Hard to believe, but more than four years has passed since eBay bought PayPal. In those four years, those at PayPal, and specifically, those who decided to leave PayPal have kept busy. In the Long Island of the West, Silicon Valley, those in the tech/internet community kept track of who was doing what. It wasn’t until the middle of last year, that the rest of us started to have a clue as well. Forbes ran an article titled the "The PayPal Exodus" followed a few months later by the New York Times, "It Pays to Have Pals in Silicon Valley." Perhaps Om Malik of Business 2.0 and GigaOm fame said it best in his site’s piece penned by Liz Gannes that leads with "The PayPal Mafia."
If you read any of the articles then you know, but ex-PayPallers have gone on to start some not only amazing but highly lucrative ventures. Heard of something called YouTube? Yep, started by two guys who used to work at PayPal. The same goes for staple of the internet, certainly if you live in a major city, and next Craigslist 2.0 Yelp.com. The silly sounding user generated Yellow Pages has raised tens of millions of dollars, and has the potential to shake up the local advertising the way it has quietly started to unseat Citysearch as the de facto source for area information. And, let’s not forget $20 million wealthier Slide.com and the $12.5 million in more capital LinkedIn. Both are ventures started and led by ex-PayPal. As the New York Times piece says, "Silicon Valley was largely built by networks of people and companies whose interlocking relationships help to spawn new start-ups. But the PayPal alumni have been unusually prolific, especially given the company’s modest size compared to Internet giants like Netscape, eBay and Yahoo."

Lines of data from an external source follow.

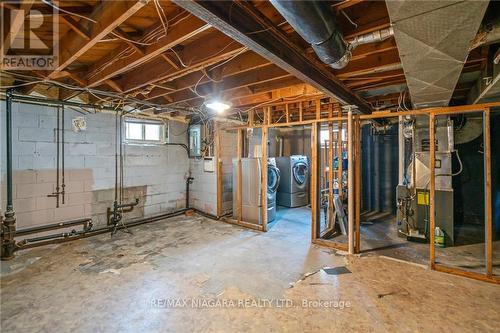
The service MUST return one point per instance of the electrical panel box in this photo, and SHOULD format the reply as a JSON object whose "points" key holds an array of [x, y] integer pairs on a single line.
{"points": [[208, 164]]}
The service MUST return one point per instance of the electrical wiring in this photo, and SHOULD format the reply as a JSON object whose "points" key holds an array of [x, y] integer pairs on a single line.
{"points": [[179, 58], [100, 95], [49, 3], [349, 19], [161, 15]]}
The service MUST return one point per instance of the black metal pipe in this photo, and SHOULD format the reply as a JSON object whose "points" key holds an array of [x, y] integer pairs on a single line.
{"points": [[90, 233], [315, 22], [54, 226], [8, 245], [189, 181], [8, 124]]}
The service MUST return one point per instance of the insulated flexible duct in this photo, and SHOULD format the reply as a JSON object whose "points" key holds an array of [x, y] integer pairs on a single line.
{"points": [[316, 24]]}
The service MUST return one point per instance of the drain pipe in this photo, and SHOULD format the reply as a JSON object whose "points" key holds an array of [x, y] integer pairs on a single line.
{"points": [[189, 181], [9, 222], [350, 180]]}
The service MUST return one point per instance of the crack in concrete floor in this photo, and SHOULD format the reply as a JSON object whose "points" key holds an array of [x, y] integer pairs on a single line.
{"points": [[101, 284]]}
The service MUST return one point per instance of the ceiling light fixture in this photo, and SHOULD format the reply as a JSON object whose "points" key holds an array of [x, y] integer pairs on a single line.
{"points": [[218, 106]]}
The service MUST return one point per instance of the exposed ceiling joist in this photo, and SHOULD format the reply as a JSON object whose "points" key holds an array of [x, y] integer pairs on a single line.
{"points": [[262, 75], [213, 48], [107, 17], [179, 33], [245, 62], [245, 24]]}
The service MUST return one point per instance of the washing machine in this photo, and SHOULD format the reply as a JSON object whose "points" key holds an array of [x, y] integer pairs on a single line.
{"points": [[293, 190], [251, 195]]}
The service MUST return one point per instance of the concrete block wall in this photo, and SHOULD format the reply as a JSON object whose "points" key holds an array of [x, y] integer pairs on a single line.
{"points": [[155, 174]]}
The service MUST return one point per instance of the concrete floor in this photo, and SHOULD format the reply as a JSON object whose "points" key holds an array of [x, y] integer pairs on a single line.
{"points": [[122, 284]]}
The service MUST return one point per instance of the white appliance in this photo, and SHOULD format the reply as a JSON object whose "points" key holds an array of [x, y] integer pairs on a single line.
{"points": [[293, 190]]}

Also mentioned and worth sharing the Times’ observation that "the network of PayPal alumni is unusual in that it operates a bit like a microcosm of Silicon Valley itself, and its achievements help to explain one of the enduring paradoxes of the Internet age. Even as the global network, in theory, makes it easier for innovation to happen anywhere, most blockbuster Internet successes continue to be born and bred in Silicon Valley." It comes down to face time. You can have a great idea, but when you spend your time with a person worth hundreds of millions of dollars and others who have skill necessary to create something worth as much, the likelihood of starting something and having it garner the right attention is exponentially higher. You have an all-star team that has the talent, drive, resources, and perhaps as importantly, the trust in each other from doing it together previously. So what does all of this have to do with Web 3.0? Google.

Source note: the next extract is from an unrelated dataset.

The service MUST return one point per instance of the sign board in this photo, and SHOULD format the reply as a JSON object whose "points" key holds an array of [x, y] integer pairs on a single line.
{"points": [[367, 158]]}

At more than 10,000 people, Google has ten times the number of employees PayPal did. As someone remarked, you can only have so many Einstein’s trying to work together before you run into a problem. No big organization, no matter how great, can provide the same feeling of accomplishment and personal satisfaction that working for a smaller organization can. It’s not wonder Google offers such legendary perks. It helps retain by constructing a huge barrier to exit, like going from playing Augusta as your regular golf course to playing the local muni with its six hour rounds and soggy hotdogs. Sure, you might get more, say, in what you do if you go on your own, but (and insert any positive thing about being a member of the world’s biggest and best tech fraternity).
Despite the current hype and concern over our being in another bubble, that Google exists almost guarantees the next bubble, even if our current internet economy has a hiccup. If Yelp can be started because of a lunch gathering of ex-PayPal employees discussing how hard it is to find a dentist, only to have a former co-founder of PayPal commit $1 million to a site to share user reviews and another ex-coworker to help with the formal investor presentation, just imagine what some of the world’s smartest will decide to solve and how they might solve it when their time comes. Even with the perks and the soaring stock, word of success travels fast, and at a point, no amount of convenience and pampering can stand in the way of human nature and the chance to create the next YouTube.
While no billion dollar acquisitions have occurred in the direct marketing space, what has played out at PayPal has played out in our space on a smaller scale. Besides their being a decent amount of cross-pollination among companies, more than a few of some very successful startups in the performance space got their start from an ex at a Nextag, Adteractive, Quinstreet, etc. The trend will continue, and it’s potentially only a good thing. PayPal is a well run company and succeeds even after its initial team of founders and executives have left. Unlike PayPal, the Googlers who depart will most likely not have the benefit of collaborating with the founders, and many most likely did not know each other prior to joining the search behemoth. Still, with that caliber of talent, the cache of their work experience, and a pool of more than one thousand millionaires, some of those people and some of that money will go on to give the rest of us either new places to advertise and/or places to waste our time.